The union made the request this week in the wake of Monday's ruling by a Dane County judge that appears to affect the bargaining status of school- and municipal-employee unions across the state.
Trouble is, no one knows exactly what effect the ruling will have.
Asked for comment, the school district issued a short statement noting that the school board and union are still working with a state mediator after failing to come to an agreement on wages for this year.
“There are questions the district has asked of the mediator that remain to be answered,” the statement says.
Those questions need to be answered before officials will know how to proceed, said Stan Milam, interim district spokesman.
Judge Juan Colas ruled Monday that his earlier ruling—that parts of Act 10 are unconstitutional—applies to all public employee unions in the state and not just the unions that brought the lawsuit.
Most unions statewide, including the Janesville Education Association, have canceled or at least delayed union-recertification votes because of last week's ruling. Act 10 required annual recertification votes.
What other effects Colas' ruling might have are unknown, and the ruling could be overturned. The state Supreme Court is scheduled to hear oral arguments on an appeal of the case Nov. 11.
Bob Butler, staff counsel for the Wisconsin Association of School Boards, said the Supreme Court doesn't have to rule until next summer, but it is likely to rule sooner.
The Janesville School Board and teachers union had been bargaining under the terms of Act 10, which allows negotiations only on base wages and limits any increase to inflation.
A state mediator met once with both sides, but without success. Both sides have been waiting for the mediator to declare an impasse, clearing the way for the school board to impose a settlement.
Act 10 gives school boards the final word on contracts, and that procedure still appears to be in effect.

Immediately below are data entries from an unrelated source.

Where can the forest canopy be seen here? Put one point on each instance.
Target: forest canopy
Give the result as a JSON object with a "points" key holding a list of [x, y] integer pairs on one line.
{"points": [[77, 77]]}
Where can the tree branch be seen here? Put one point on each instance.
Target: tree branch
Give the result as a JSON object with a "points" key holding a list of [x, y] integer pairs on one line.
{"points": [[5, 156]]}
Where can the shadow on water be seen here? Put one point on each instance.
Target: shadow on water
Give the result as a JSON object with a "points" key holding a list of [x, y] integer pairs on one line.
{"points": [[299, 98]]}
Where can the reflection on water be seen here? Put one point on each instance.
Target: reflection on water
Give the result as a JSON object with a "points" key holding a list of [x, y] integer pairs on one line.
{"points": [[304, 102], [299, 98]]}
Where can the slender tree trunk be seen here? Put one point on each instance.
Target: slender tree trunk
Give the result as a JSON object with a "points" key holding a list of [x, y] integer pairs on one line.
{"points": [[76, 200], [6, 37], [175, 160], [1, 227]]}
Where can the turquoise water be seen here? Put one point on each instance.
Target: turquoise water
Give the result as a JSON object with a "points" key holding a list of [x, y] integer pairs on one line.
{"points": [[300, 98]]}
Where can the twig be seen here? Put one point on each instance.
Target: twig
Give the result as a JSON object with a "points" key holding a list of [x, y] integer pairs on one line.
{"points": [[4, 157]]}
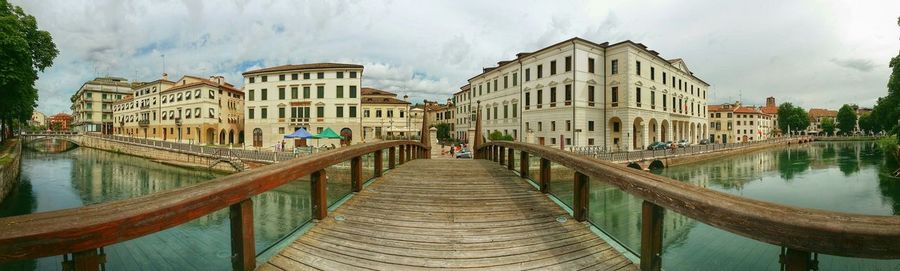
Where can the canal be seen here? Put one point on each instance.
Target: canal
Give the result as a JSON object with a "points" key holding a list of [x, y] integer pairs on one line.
{"points": [[846, 177]]}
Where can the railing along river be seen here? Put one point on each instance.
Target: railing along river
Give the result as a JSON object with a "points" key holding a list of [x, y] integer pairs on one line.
{"points": [[83, 232], [800, 232]]}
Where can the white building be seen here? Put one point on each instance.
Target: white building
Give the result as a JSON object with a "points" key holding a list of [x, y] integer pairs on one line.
{"points": [[577, 92], [316, 96]]}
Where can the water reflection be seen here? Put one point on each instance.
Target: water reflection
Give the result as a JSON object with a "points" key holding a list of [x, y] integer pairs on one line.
{"points": [[847, 177], [83, 176]]}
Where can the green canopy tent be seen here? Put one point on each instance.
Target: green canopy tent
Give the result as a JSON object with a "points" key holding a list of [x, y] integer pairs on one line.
{"points": [[327, 134]]}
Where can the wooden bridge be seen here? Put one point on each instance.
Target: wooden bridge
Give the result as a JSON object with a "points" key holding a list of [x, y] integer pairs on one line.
{"points": [[490, 213]]}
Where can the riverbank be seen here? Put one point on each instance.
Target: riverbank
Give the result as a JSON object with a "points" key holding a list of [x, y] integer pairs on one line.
{"points": [[10, 166]]}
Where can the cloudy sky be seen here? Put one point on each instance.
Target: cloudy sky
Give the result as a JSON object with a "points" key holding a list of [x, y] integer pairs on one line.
{"points": [[811, 53]]}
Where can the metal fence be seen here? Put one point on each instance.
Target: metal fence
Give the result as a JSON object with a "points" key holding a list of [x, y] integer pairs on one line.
{"points": [[599, 153]]}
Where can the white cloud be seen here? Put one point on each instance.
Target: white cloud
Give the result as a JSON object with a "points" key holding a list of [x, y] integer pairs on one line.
{"points": [[748, 50]]}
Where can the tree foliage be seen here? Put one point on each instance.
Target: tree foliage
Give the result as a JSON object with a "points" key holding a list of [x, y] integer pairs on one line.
{"points": [[828, 126], [24, 51], [792, 118], [846, 119]]}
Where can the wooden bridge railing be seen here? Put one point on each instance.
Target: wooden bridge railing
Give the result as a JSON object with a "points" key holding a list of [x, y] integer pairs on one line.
{"points": [[800, 231], [81, 231]]}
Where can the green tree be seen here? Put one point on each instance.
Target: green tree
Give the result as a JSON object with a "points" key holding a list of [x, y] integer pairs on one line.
{"points": [[792, 118], [24, 51], [846, 119], [828, 126]]}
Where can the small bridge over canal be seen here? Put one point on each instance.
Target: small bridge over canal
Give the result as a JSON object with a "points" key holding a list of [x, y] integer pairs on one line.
{"points": [[516, 206]]}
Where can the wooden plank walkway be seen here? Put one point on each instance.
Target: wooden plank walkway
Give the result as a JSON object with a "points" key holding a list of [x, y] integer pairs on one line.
{"points": [[449, 214]]}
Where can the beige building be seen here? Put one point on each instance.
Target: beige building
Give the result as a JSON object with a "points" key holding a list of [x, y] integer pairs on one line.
{"points": [[735, 123], [385, 116], [620, 96], [191, 110], [92, 103], [315, 96]]}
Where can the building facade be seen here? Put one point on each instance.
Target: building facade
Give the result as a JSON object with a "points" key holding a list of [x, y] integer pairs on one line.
{"points": [[619, 96], [190, 110], [385, 116], [315, 96], [92, 103]]}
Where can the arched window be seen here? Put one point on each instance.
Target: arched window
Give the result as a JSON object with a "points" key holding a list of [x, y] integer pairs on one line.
{"points": [[257, 137]]}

Butler said Colas issued his ruling from the bench but promised that a written ruling would follow soon. The written version has yet to appear, which makes interpreting the ruling more difficult, Butler said.
If a school board wanted to negotiate a contract defining wages now, it could do so, Butler believes, but the definition of what wages are could be questioned.

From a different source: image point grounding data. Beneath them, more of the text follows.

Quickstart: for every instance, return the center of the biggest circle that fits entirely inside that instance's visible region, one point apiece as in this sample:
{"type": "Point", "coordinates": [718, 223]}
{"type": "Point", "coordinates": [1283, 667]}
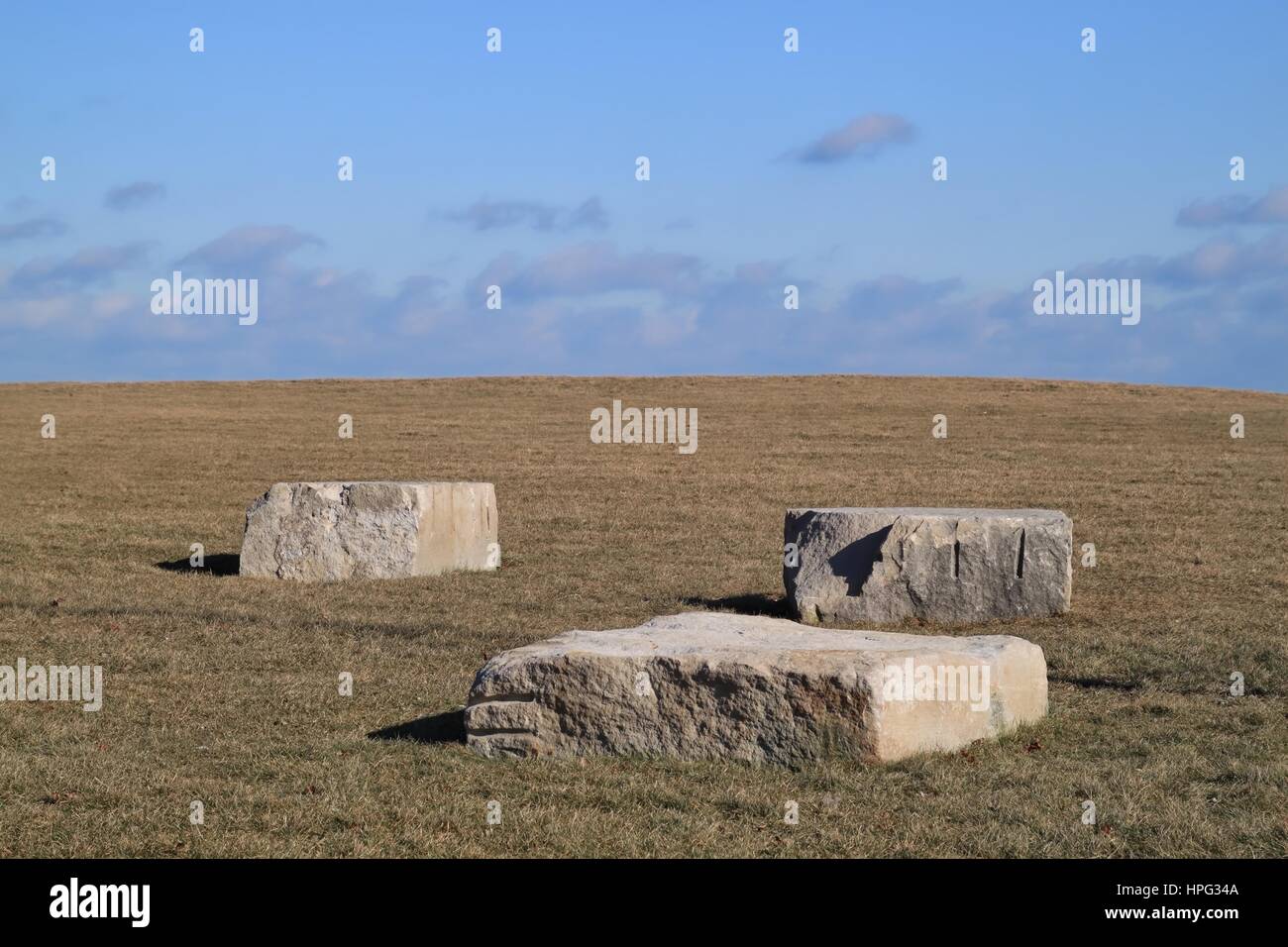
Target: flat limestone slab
{"type": "Point", "coordinates": [884, 565]}
{"type": "Point", "coordinates": [329, 531]}
{"type": "Point", "coordinates": [708, 685]}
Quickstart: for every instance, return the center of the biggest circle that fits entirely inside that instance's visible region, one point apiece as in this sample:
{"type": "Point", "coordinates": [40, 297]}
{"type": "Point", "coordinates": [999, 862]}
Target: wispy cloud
{"type": "Point", "coordinates": [84, 269]}
{"type": "Point", "coordinates": [1236, 209]}
{"type": "Point", "coordinates": [489, 215]}
{"type": "Point", "coordinates": [863, 137]}
{"type": "Point", "coordinates": [250, 248]}
{"type": "Point", "coordinates": [33, 230]}
{"type": "Point", "coordinates": [130, 196]}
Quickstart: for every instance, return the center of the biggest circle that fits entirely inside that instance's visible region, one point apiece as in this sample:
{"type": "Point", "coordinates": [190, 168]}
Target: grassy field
{"type": "Point", "coordinates": [226, 690]}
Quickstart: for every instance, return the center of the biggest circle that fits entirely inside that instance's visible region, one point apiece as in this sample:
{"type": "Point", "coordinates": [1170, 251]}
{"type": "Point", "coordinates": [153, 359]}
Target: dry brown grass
{"type": "Point", "coordinates": [224, 690]}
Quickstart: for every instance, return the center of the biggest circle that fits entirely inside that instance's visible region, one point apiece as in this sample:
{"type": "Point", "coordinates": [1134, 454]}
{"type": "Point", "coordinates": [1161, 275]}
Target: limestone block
{"type": "Point", "coordinates": [370, 530]}
{"type": "Point", "coordinates": [883, 565]}
{"type": "Point", "coordinates": [708, 685]}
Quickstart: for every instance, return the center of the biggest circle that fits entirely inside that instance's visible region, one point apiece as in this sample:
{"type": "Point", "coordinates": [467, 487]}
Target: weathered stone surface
{"type": "Point", "coordinates": [884, 565]}
{"type": "Point", "coordinates": [709, 685]}
{"type": "Point", "coordinates": [370, 530]}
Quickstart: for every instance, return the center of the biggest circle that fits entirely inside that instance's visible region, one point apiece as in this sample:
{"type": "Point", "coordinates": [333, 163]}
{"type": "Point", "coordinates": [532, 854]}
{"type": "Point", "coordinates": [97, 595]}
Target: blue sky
{"type": "Point", "coordinates": [767, 169]}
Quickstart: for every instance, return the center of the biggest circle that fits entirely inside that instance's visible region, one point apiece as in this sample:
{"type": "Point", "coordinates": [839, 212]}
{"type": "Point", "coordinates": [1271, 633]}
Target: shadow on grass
{"type": "Point", "coordinates": [447, 727]}
{"type": "Point", "coordinates": [217, 565]}
{"type": "Point", "coordinates": [751, 603]}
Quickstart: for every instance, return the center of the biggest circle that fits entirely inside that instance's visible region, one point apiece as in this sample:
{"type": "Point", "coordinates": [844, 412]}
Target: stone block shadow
{"type": "Point", "coordinates": [217, 565]}
{"type": "Point", "coordinates": [750, 603]}
{"type": "Point", "coordinates": [447, 727]}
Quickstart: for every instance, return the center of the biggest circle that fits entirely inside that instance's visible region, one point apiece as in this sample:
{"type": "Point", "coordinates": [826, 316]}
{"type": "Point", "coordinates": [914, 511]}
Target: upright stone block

The union might say that health insurance and pension payments affect wages and so should be negotiated.
Or, a union might contend that work hours are a wage issue because longer hours mean less pay per hour. The district could counter that teachers are salaried, so the number of hours is not at issue, Butler said.
The Wisconsin Employment Relations Commission would rule on such disputes, Butler said.

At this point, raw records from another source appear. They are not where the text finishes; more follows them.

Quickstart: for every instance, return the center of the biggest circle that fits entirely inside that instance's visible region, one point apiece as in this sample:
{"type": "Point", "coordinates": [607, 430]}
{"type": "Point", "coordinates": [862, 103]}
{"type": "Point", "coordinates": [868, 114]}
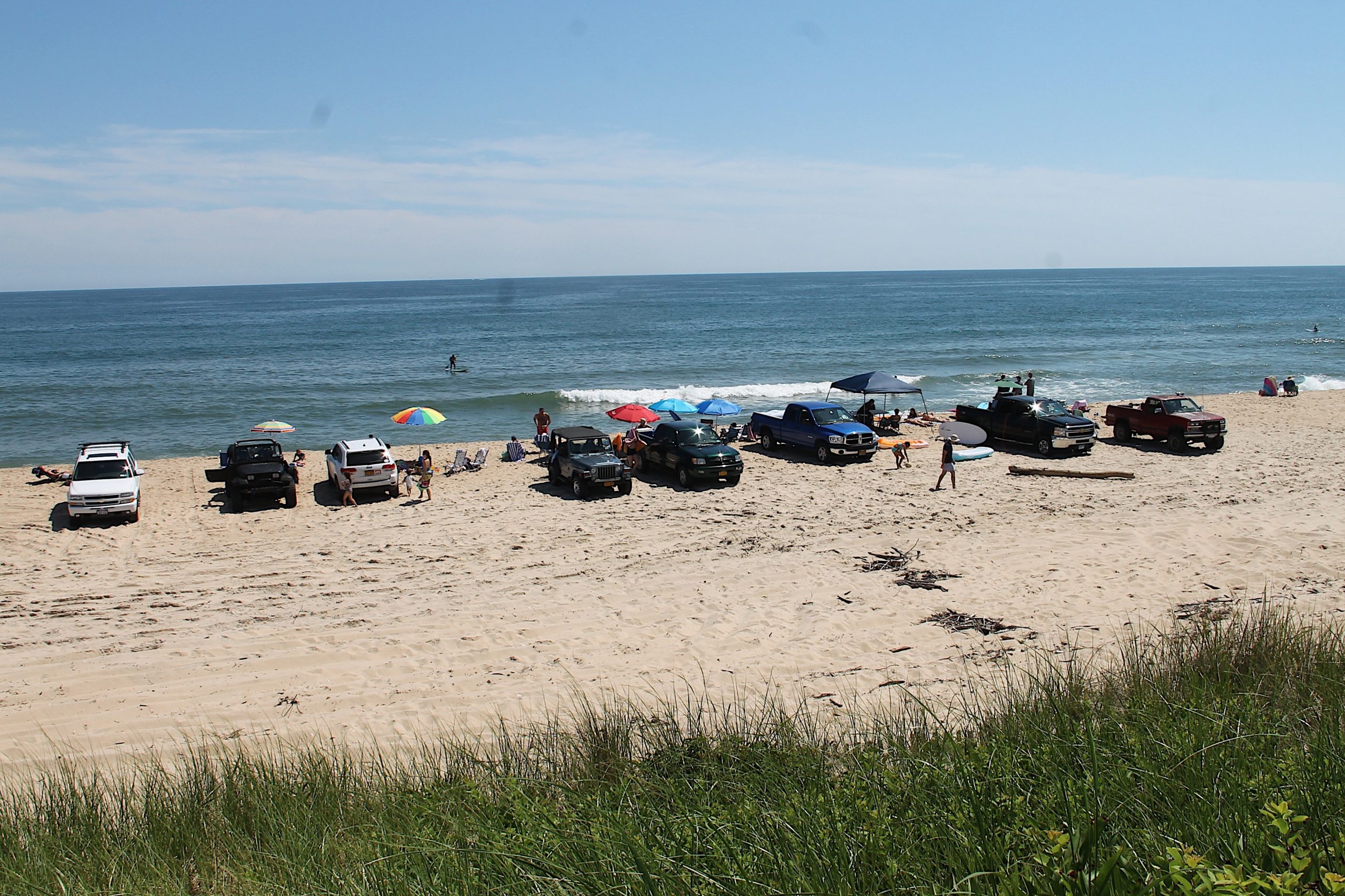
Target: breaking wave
{"type": "Point", "coordinates": [695, 393]}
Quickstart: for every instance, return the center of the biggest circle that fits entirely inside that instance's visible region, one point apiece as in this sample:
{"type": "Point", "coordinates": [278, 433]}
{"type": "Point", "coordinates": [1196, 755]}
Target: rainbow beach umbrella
{"type": "Point", "coordinates": [419, 418]}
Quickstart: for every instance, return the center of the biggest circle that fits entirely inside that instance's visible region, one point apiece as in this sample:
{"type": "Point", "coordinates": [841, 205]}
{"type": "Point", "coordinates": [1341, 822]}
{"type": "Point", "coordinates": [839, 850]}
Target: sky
{"type": "Point", "coordinates": [147, 144]}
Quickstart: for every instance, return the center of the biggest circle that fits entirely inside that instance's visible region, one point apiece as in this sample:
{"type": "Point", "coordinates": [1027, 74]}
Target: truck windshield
{"type": "Point", "coordinates": [698, 436]}
{"type": "Point", "coordinates": [88, 470]}
{"type": "Point", "coordinates": [591, 446]}
{"type": "Point", "coordinates": [832, 415]}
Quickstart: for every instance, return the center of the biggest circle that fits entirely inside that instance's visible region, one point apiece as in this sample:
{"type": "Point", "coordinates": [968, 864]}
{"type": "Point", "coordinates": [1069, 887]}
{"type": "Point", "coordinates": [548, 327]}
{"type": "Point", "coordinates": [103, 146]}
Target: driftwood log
{"type": "Point", "coordinates": [1071, 474]}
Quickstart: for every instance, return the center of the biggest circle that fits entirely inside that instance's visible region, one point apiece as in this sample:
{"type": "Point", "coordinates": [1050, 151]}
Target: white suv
{"type": "Point", "coordinates": [368, 462]}
{"type": "Point", "coordinates": [105, 482]}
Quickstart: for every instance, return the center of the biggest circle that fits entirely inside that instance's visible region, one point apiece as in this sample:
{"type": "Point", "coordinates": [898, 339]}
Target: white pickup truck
{"type": "Point", "coordinates": [104, 483]}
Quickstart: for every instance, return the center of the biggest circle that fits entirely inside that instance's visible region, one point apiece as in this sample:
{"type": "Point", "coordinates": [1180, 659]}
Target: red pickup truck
{"type": "Point", "coordinates": [1173, 419]}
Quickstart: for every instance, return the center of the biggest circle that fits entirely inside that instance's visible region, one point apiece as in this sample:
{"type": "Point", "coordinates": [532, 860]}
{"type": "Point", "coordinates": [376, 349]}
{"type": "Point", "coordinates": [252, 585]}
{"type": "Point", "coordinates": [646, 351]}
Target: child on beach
{"type": "Point", "coordinates": [899, 452]}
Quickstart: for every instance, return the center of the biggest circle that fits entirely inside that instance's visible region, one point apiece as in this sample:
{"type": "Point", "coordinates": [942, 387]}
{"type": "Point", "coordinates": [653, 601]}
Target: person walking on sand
{"type": "Point", "coordinates": [946, 466]}
{"type": "Point", "coordinates": [899, 452]}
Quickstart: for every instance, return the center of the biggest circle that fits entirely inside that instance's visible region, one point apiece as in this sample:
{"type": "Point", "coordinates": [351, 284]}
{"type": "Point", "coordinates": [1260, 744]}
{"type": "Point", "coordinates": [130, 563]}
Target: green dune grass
{"type": "Point", "coordinates": [1207, 760]}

Janesville union President Dave Parr said the union has asked for negotiations teams from both sides to “discuss latest developments … and come to a mutually beneficial agreement.”
Parr has heard from people who say the Colas ruling means the teachers' old contract, which expired June 30, should be in effect until a new contract is settled.
The school board has moved forward since June 30, establishing a handbook that spells out work rules. That's something the old contract did.
The handbook also spells out new health insurance and other benefits, making substantial changes from the old contract and reducing teachers' take-home pay.
Parr suggests the two sides forge an agreement now without regard for what courts might do. The final ruling on multiple lawsuits could take years, Parr said.
If the final ruling says Act 10 was unconstitutional, teachers could be in line to get back pay, Parr said.
“This could be incredibly costly to them, so we want to work something out to avoid that,” Parr said.
“There are still so many unknowns. Why let the courts make decisions for Janesville? I'd much prefer to have something done that benefits everyone and benefits the community,” Parr said.
Butler finds Parr's back-pay scenario “incredibly improbable.”
Courts have held employers harmless for making good-faith efforts to follow laws that are later ruled unconstitutional, Butler said.